🤖 AI Summary
This survey addresses the critical multimodal task of vision-driven story generation, systematically reviewing representative works from 2015 to 2024. Motivated by three key problems—lack of a unified analytical framework, ambiguous task boundaries, and outdated evaluation protocols—we propose, for the first time, a cross-task unifying framework encompassing image/video captioning, visual question answering (VQA), and story generation, clarifying methodological transfer patterns and fundamental distinctions. We critically examine prevalent datasets and metrics (e.g., BLEU, CIDEr, SPICE), exposing their limitations in capturing explainability, controllability, and long-range narrative coherence, and advocate for evaluation reforms aligned with these dimensions. Synthesizing advances in deep learning, multimodal alignment (e.g., CLIP-style architectures), and sequence modeling (e.g., Transformers), we identify current bottlenecks and chart a roadmap toward robust, trustworthy visual storytelling—providing both theoretical foundations and practical guidance for next-generation research.
📝 Abstract
Creating engaging narratives from visual data is crucial for automated digital media consumption, assistive technologies, and interactive entertainment. This survey covers methodologies used in the generation of these narratives, focusing on their principles, strengths, and limitations.

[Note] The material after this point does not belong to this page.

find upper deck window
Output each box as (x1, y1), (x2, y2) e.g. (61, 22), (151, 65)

The survey also covers tasks related to automatic story generation, such as image and video captioning, and visual question answering, as well as story generation without visual inputs. These tasks share common challenges with visual story generation and have served as inspiration for the techniques used in the field. We analyze the main datasets and evaluation metrics, providing a critical perspective on their limitations.